I knew she didn’t believe me now. “To be a weaver,” I admitted. “Lambs and calves!” Oh, I didn’t mean to use the farm expression. “To stay indoors, to repeat a task endlessly, to squint in lamplight . . . ,” I burst out. “It is against my nature!”
“To have your hands seize up before you’re old,” the goodwife said with feeling, “your shoulders blaze with pain, your feet spread. Be not a weaver nor a spinner!”
Contrarily, I found myself defending Father’s wishes for me. “Weaving is honest, steady work, mistress.” I laughed at myself. “But I won’t be a weaver.”
The boat dipped sideways. My stomach emptied itself of nothing.
She gave me another mint leaf. “Why a mansioner?”
“I love spectacles and stories.” Mansioning had been my ambition since I was seven and a caravan of mansions came to our country market.
Then, when I was nine, Albin left his mansioning troupe and came to live with us and help Father farm.

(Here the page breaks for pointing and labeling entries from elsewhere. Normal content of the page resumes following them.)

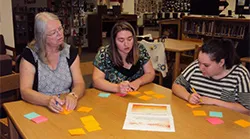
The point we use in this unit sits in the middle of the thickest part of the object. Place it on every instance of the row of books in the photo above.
(217, 29)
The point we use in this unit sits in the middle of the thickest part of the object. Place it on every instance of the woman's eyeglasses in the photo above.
(55, 32)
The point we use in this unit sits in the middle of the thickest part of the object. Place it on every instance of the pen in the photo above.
(194, 91)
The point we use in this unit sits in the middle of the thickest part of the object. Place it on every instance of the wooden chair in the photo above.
(245, 60)
(9, 90)
(156, 51)
(4, 48)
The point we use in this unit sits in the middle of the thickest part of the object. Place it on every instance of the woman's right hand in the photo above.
(194, 98)
(124, 87)
(55, 104)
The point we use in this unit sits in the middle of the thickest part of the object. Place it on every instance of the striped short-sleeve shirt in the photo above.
(235, 87)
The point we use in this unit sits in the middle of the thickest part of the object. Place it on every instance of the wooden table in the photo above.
(111, 112)
(179, 46)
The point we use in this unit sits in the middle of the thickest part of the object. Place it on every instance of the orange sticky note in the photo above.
(39, 119)
(149, 92)
(134, 93)
(159, 96)
(193, 106)
(199, 113)
(65, 111)
(84, 109)
(90, 128)
(76, 132)
(242, 123)
(144, 97)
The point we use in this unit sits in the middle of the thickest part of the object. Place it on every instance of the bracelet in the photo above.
(74, 95)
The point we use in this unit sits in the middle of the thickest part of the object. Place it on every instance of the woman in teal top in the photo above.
(124, 65)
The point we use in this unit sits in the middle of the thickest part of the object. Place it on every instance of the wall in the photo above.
(231, 6)
(6, 25)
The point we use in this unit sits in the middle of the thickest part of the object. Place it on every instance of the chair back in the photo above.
(9, 90)
(157, 54)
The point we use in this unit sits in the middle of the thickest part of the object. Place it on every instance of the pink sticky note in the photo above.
(120, 94)
(39, 119)
(215, 120)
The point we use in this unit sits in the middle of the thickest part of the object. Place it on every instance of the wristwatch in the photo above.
(74, 95)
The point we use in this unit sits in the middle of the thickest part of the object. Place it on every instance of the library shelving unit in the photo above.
(226, 27)
(202, 27)
(73, 14)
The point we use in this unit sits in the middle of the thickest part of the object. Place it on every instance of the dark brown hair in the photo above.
(218, 49)
(133, 55)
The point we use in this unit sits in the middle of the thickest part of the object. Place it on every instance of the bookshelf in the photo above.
(226, 27)
(202, 27)
(23, 29)
(73, 14)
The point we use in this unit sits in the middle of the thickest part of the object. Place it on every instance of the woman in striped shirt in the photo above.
(216, 78)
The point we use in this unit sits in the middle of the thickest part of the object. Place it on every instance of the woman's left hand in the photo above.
(207, 100)
(135, 84)
(70, 102)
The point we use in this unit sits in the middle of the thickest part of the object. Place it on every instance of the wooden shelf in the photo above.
(225, 27)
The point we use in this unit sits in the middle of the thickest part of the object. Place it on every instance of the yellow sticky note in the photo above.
(76, 131)
(144, 97)
(65, 111)
(199, 113)
(193, 106)
(242, 123)
(159, 96)
(149, 92)
(84, 109)
(89, 120)
(134, 93)
(92, 128)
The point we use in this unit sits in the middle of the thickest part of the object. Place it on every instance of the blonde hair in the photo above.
(40, 31)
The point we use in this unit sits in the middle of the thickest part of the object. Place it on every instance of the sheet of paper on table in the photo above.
(149, 117)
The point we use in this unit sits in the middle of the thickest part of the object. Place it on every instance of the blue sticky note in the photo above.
(215, 114)
(31, 115)
(105, 95)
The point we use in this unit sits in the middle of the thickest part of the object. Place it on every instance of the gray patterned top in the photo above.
(58, 81)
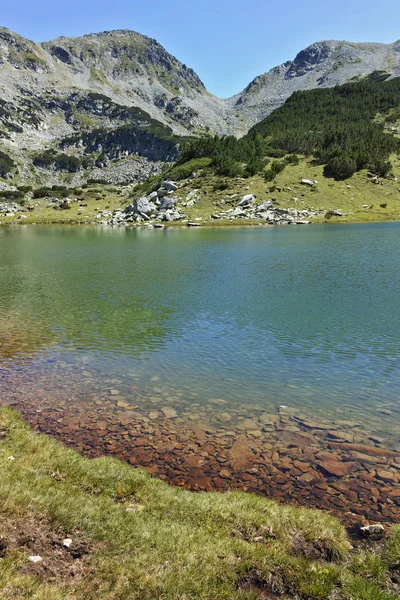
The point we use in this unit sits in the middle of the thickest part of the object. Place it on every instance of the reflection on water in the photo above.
(303, 317)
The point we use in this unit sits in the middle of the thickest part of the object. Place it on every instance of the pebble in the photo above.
(35, 559)
(376, 529)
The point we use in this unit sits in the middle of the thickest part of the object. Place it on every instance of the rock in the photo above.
(141, 206)
(364, 449)
(168, 203)
(35, 559)
(241, 455)
(386, 475)
(264, 206)
(169, 413)
(172, 215)
(225, 474)
(376, 529)
(192, 196)
(170, 186)
(247, 200)
(336, 468)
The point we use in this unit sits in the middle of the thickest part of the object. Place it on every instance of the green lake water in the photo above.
(305, 317)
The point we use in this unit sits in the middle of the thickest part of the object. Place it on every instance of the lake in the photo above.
(262, 358)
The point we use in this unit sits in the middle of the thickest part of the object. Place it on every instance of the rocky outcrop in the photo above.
(104, 97)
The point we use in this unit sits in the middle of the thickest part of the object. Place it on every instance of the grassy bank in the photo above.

He passed his spare time telling me mansioners’ tales and showing me how to act them out. He said I had promise.
“I love theater, too,” the goodwife said, “but I never dreamed of being a mansioner.”
“I like to be other people, mistress.” Lowering my pitch and adding a quiver, I said, “I can mimic a little.” I went back to my true voice. “That’s not right.” I hadn’t caught her tone.
She chuckled. “If you were trying to be me, you were on the right path. How long an apprenticeship will you serve?”
Masters were paid five silver coins to teach an apprentice for five years, three silvers for seven years. The apprentice labored for no pay during that term and learned a trade.
“Ten years, mistress.” Ten-year apprenticeships cost nothing. Our family was too poor to buy me a place.
The cog dipped lower than ever. I sucked hard on the mint.
“My dear.” She touched my arm. “I’m sorry.”
“No need for sorrow. I’ll know my craft well by the time I’m twenty-two . . . I mean, twenty-four.”